Tag Archives: vRealize Operations

Monitoring Active Directory with vRealize Operations

This blog is contributed by my friend Luciano Gomes, a VMwareTAM in Rio de Janeiro Area, Brazil. Thank you, Lucky!

In this post, I would like to show how you can monitor Microsoft Active Directory.

First, let’s get the prerequisites out of the way:

  1. vRealize Operations (Enterprise, not Advance. AD is considered as application, not infrastructure)
  2. Endpoint Operations Agent running on each AD machine you are monitoring.
  3. AD Solution for vR Ops (here)

With the above done, download the dashboard I created. Import it into vR Ops.

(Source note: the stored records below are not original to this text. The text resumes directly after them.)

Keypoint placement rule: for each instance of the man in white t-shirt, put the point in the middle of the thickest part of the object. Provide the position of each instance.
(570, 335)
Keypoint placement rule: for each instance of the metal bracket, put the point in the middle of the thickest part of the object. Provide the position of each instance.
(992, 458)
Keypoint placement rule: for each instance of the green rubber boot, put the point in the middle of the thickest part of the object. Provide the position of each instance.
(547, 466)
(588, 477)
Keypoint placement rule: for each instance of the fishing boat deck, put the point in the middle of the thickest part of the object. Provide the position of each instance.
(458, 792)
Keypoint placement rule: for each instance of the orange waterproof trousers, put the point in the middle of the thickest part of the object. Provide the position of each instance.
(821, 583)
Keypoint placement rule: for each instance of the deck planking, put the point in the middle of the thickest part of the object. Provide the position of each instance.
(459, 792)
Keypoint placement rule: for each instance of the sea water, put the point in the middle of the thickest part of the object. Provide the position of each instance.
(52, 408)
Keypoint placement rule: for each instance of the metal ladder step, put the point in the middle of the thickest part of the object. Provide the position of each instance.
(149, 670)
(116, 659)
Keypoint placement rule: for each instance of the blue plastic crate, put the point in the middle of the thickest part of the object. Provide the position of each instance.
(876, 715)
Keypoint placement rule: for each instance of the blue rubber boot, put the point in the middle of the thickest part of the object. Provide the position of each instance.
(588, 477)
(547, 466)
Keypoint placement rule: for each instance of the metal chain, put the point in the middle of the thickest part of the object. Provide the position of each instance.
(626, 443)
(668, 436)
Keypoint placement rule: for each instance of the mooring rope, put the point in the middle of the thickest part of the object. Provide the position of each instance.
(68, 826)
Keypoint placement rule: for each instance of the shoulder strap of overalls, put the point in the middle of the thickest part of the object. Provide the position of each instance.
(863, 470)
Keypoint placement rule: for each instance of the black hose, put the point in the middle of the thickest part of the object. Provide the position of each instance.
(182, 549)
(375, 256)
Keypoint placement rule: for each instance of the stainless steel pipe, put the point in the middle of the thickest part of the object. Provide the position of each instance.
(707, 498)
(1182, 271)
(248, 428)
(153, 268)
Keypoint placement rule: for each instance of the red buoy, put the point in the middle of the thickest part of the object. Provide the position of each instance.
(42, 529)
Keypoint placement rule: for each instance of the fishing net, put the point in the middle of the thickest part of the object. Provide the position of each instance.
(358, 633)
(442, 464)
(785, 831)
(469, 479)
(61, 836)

Once done, follow the steps below to configure the Metric Config XML Files. This is required to drive the widgets, so they show the correct metrics.

The above will take you to the Manage Metric Config screen.

  1. Click ReskndMetric folder to expand
  2. Click Green Plus Sign to create a new file.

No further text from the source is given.